Earlier this year the Standing Committee Report on Closed Containment Aquaculture said that it is technically possible to raise Atlantic salmon in closed-containment systems, albeit at a higher cost. This eats into profits, and then Fisheries and Oceans Minister Gail Shea sided with industry in rebuffing suggestions that closed containment should be pursued to allay environmental concerns. Opponents view this as government support for the status quo.

New Brunswick may not see a clean up salmon farming campaign soon, as there are few if any new fish farm permits to be issued. “We have reached the point where New Brunswick is saturated with fish farms,” Abbott says. “Passamaquoddy Bay and the Western Isles, in the outer Bay of Fundy, have the densest concentrations of salmon farms of anywhere in the world.”

For its part, industry remains convinced ocean-based activity is the best way forward. Cooke Aquaculture, New Brunswick’s largest producer, states on its website that the company is committed to the long-term social, economic and environmental sustainability of the communities where it operates, including Maine, Nova Scotia, New Brunswick, PEI, and Newfoundland and Labrador.

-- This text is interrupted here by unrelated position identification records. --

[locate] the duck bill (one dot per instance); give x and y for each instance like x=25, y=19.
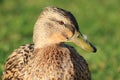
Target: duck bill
x=82, y=41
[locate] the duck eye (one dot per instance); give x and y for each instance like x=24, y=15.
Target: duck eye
x=61, y=22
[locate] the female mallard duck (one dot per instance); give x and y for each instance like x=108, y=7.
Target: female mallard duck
x=49, y=58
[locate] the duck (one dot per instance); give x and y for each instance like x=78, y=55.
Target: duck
x=49, y=57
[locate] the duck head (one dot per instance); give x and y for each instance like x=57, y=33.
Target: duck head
x=55, y=26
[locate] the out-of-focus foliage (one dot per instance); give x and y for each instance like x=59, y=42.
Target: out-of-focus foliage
x=99, y=19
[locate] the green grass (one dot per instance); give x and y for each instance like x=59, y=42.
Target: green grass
x=99, y=19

Meanwhile, the Atlantic Salmon Federation and its coalition partners defend their belief that closed, land-based containment is not only inevitable, but necessary to make fish farming sustainable, and they are determined to demonstrate this through action and not just words. In fact, diners at an ASF dinner recently splurged not on farmed salmon, but on Arctic charr raised in land-based containers in Nova Scotia’s Millbrook First Nation, near Truro. It was reportedly delicious, even more so because of its land-locked origins.